Miniature Anion Exchange Centrifugation (MAEC) Techniques
This technique is considered by most workers to be the most sensitive for detecting small numbers of T.b. rhodesiense or T.b. ganbiense trypanosomes, but it is an expensive technique and requires careful control. It is mostly found in specialist laboratories.
In the MAEC technique, the patient’s heparinized blood is passed through a buffered anion (negatively charged) exchange column of diethyl amino ethyl (DEAE)-52 cellulose. As the blood I eluted through the column, the strongly charged trypanosomes are washed through the column with the buffered saline. The eluate is then collected, centrifuged and the sediment is examined microscopically for motile trypanosomes. The cellulose column requires careful preparation and the pH of the buffer is critical to ensure absorption of the cells and elution of the trypanosomes.
SEROLOGICAL TECHNIQUES FOR BLOOD PARASITE EXAMINATION:
The principle of the serologic techniques is based on antigen-antibody reaction to give a visible agglutination reaction. Serologic techniques can be applied for mass field survey. These include; immunoflourescent assay, complement fixation test, enzyme-linked immunosorbent assay and card agglutination test.
BLOOD PARASITE: AMERICAN TRYPANOSOMIASIS
American trypanosonomiasis (chagas disease) is caused by Trypanosoma cruzi which is transmitted by the reduvidae bug subfamily triatomiae. Chagas’ disease is only found in tropical and sub-tropical South and Central American Countries.
Mode of transmission:
T. cruzi is mainly transmitted through contact with the feaces of an infected blood sucking bug which contains the infective trypomastigotes that is deposited on skin or mucous membrane as the bug feed from its host.

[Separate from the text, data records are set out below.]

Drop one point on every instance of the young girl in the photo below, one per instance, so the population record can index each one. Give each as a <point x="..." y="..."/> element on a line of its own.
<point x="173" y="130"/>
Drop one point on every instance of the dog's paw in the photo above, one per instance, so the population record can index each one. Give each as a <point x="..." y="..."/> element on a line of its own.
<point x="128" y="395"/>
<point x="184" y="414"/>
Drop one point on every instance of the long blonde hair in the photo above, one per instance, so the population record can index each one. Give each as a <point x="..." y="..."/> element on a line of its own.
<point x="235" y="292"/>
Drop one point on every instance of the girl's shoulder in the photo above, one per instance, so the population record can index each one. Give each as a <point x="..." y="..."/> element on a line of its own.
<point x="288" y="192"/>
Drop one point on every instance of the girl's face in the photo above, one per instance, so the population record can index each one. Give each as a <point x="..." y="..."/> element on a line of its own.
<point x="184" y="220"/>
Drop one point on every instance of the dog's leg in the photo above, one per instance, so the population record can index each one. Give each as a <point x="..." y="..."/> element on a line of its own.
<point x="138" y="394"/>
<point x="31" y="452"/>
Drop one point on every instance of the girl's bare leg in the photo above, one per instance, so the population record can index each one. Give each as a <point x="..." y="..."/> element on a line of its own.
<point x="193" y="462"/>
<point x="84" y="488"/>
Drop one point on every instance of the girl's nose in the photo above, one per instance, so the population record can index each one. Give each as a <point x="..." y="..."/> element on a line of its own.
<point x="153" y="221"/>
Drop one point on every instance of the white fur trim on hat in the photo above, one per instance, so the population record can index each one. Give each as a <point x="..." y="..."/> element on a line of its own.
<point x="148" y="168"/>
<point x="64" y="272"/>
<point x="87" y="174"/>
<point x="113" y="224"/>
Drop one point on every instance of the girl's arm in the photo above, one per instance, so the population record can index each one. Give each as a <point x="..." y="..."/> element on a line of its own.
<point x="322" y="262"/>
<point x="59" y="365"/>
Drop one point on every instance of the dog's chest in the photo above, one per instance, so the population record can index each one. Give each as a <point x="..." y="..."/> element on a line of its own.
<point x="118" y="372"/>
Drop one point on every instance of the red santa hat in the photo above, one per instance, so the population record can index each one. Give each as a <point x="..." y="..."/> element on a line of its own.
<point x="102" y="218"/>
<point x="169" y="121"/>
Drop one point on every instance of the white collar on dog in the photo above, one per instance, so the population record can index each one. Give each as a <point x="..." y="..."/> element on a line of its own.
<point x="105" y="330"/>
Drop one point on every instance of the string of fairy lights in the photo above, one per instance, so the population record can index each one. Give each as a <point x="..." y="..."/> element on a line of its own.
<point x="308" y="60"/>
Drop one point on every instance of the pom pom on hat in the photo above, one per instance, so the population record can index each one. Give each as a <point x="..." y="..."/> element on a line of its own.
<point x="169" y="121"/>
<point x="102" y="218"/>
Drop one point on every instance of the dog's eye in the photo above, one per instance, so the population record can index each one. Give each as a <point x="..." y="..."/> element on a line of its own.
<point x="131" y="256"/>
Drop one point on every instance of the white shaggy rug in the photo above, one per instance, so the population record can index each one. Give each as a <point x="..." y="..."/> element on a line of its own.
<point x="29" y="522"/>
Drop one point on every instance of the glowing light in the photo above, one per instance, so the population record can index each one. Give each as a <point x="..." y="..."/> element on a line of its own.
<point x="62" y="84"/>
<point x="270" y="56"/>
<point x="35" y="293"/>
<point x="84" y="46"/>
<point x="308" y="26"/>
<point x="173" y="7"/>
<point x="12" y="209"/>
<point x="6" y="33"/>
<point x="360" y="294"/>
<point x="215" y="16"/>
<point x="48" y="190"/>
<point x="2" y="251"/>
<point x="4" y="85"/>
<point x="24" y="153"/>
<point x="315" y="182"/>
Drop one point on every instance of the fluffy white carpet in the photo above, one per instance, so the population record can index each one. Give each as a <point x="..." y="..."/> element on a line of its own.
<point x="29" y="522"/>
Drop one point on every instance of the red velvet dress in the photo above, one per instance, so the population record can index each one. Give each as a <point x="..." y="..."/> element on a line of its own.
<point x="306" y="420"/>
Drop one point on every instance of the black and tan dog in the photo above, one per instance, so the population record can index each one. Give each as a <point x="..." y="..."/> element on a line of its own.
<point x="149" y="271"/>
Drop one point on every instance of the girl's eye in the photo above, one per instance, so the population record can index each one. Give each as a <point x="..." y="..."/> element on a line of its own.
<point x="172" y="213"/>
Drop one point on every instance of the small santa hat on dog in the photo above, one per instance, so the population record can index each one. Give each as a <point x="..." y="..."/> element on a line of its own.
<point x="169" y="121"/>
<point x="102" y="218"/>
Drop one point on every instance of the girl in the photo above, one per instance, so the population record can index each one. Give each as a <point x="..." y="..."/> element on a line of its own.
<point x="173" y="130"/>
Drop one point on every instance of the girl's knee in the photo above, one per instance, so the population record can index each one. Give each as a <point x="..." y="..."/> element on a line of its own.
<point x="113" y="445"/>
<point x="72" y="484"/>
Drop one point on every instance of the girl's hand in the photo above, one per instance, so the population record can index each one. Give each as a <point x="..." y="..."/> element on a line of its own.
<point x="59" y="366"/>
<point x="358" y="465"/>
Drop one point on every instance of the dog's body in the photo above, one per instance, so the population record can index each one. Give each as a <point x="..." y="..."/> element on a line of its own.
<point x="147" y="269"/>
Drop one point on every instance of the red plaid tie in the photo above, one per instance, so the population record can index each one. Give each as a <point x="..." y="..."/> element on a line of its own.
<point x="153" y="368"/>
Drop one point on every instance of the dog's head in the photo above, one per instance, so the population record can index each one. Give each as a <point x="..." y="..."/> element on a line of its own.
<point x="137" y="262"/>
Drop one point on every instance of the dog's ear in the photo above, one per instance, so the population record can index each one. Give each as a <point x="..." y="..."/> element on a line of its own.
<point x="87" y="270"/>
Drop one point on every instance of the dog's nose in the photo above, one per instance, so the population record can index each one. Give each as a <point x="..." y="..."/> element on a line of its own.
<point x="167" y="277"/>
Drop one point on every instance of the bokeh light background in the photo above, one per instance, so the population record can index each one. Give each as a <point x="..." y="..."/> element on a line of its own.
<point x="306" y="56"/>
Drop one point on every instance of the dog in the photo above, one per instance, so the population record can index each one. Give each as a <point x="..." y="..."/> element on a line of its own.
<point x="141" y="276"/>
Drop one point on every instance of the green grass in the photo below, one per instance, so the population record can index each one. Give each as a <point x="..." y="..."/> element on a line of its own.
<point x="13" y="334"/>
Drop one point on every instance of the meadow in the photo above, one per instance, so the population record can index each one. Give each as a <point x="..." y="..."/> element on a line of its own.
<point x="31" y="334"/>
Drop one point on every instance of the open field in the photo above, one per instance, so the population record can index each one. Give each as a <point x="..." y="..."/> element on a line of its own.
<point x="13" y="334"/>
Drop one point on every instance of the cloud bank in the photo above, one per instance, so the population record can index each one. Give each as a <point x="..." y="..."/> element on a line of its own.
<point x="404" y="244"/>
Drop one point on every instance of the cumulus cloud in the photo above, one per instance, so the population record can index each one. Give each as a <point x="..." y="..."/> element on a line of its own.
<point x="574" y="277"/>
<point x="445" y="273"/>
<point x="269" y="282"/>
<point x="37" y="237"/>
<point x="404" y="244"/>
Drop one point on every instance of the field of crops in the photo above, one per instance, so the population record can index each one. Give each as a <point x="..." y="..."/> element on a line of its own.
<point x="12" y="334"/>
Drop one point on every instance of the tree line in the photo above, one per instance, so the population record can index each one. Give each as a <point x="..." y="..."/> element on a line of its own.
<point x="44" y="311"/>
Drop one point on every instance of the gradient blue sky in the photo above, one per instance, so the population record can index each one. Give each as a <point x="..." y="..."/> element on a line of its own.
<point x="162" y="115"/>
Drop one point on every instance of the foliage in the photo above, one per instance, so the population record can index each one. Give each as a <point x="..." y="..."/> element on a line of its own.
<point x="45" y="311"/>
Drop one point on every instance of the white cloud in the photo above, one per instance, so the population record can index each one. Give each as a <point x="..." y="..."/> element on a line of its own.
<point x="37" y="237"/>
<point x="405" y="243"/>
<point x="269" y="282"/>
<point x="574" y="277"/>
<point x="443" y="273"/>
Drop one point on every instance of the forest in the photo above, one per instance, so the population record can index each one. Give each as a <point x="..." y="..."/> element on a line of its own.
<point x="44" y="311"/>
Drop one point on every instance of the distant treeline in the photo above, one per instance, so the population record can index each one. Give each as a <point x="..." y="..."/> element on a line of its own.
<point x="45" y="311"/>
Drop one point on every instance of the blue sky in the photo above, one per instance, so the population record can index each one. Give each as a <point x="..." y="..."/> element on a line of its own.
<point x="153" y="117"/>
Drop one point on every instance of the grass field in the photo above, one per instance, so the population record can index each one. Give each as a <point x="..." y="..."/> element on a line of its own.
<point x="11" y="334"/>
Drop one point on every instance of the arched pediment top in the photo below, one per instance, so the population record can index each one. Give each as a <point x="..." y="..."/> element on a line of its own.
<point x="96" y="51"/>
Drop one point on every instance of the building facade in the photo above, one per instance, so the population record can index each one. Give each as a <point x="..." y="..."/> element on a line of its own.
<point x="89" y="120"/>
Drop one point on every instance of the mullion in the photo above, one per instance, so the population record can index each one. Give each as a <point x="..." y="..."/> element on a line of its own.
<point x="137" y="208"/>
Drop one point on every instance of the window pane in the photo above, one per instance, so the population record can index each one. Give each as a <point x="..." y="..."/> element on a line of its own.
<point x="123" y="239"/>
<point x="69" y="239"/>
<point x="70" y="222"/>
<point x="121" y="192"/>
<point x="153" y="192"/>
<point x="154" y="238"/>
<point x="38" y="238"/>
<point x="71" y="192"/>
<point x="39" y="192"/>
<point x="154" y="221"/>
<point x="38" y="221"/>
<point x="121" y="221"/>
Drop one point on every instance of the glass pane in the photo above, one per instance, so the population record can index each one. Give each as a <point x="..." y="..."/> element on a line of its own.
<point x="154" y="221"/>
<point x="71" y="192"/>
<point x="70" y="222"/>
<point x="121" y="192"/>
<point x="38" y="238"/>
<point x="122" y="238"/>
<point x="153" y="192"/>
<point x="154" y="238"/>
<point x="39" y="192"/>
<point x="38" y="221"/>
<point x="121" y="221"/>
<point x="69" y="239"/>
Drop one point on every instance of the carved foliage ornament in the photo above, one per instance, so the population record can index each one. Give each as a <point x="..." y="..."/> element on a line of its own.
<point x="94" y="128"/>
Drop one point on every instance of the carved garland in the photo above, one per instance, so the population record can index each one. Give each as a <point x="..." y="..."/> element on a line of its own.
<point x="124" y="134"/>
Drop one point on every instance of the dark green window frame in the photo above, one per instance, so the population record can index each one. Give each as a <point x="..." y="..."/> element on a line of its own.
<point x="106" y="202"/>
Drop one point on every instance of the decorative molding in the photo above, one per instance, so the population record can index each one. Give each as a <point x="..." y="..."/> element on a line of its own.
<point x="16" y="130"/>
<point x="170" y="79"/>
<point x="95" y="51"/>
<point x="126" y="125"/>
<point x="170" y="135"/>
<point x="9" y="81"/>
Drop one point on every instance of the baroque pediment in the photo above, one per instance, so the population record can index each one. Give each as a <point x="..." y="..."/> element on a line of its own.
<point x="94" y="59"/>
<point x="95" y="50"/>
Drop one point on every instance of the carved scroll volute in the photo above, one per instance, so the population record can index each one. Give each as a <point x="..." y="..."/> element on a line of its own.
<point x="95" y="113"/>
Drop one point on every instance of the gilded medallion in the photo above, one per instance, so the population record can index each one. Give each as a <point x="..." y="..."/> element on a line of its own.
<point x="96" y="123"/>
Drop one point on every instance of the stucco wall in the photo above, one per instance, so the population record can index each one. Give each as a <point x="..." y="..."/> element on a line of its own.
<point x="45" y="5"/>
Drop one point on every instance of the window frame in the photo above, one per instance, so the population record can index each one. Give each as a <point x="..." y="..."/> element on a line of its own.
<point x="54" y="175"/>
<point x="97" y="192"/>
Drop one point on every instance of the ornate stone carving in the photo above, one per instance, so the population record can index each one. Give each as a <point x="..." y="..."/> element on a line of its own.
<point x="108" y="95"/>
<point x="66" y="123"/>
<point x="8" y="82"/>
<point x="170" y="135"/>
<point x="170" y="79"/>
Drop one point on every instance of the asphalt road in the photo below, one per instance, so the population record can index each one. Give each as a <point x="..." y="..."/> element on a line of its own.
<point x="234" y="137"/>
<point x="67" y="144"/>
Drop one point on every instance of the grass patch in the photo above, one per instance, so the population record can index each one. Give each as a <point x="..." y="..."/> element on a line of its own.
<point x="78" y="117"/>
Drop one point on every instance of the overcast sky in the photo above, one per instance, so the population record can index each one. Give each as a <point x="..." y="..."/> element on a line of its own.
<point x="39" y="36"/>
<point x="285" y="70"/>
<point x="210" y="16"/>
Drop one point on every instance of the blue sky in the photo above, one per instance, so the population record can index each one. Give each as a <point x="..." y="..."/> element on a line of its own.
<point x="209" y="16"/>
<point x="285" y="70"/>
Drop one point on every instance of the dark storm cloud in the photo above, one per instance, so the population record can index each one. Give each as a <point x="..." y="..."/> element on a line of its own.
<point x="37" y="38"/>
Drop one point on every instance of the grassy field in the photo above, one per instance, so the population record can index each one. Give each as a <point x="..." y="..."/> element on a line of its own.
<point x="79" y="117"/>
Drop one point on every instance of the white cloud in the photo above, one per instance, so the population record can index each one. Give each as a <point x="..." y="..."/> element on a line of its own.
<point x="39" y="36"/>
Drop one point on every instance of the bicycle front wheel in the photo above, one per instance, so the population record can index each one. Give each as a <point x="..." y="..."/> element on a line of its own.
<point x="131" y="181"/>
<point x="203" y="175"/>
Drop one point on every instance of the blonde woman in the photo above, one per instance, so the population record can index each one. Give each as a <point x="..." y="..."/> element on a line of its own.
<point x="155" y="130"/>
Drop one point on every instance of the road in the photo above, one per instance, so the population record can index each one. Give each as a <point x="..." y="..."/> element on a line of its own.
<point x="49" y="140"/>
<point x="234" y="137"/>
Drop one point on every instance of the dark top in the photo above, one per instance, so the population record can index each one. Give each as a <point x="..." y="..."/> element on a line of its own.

BLOOD PARASITE EXAMINATION: EXAMINATION OF BLOOD FOR T.CRUZI
Because of the fact that the trypomastigotes of T.cruzi are more fragile that those causing African trypanosomiasis, serology rather than morphology is recommended foe initial screening. Some of the techniques include;
- Careful microscopical examination of fresh blood motile trypanosomes using wet preparation.
- Microhaematocrit concentration technique. This is rapid and sensitive technique.
- Test tube centrifugation concentration technique using clotted sample (strout technique) or lysed venous blood (Hoff Technique)
- Polymerase chain reaction
- Serological tests
OTHER NON-HAEMATOLOGICAL DIAGNOSIS INCLUDES
- Animal inoculation
- Culture method
- Collect 5-10ml of venous blood into a dry glass tube
- Incubate for 1 hour at 37C
- Transfer the serum to a centrifuge tube, cap the tube and centrifuge for 5 minutes at low speed of about 400g.
- Discard the supernatant fluid and examine the sediment microscopically for motile trypanosome using 40x objective.
HOOF CONCENTRATION TECHNIQUE
- Collect 2.5ml of venous blood into EDTA anticoagulant and mix gently.
- Dispense 6-7ml of ammonium chloride lysing solution into a conical centrifuge tube; add the EDTA blood sample and mix.
- Leave for about 3 minutes to allow time for the red cell to lyse. Cap the tube and centrifuge for 15 minutes at low to medium speed of 400-500g.
- Discard the supernatant and examine the sediment microscopically for motile trypanosomes using x40 objectives
POLYMERASE CHAIN REACTION:
This has been used to detect positive patients with few as one trypomastigotes in 20ml of blood. PCR may be very useful for diagnosis of patients with chronic disease because of the lack of sensitivity and specificity of serologic test and lack of sensitivity for xenodiagnosis.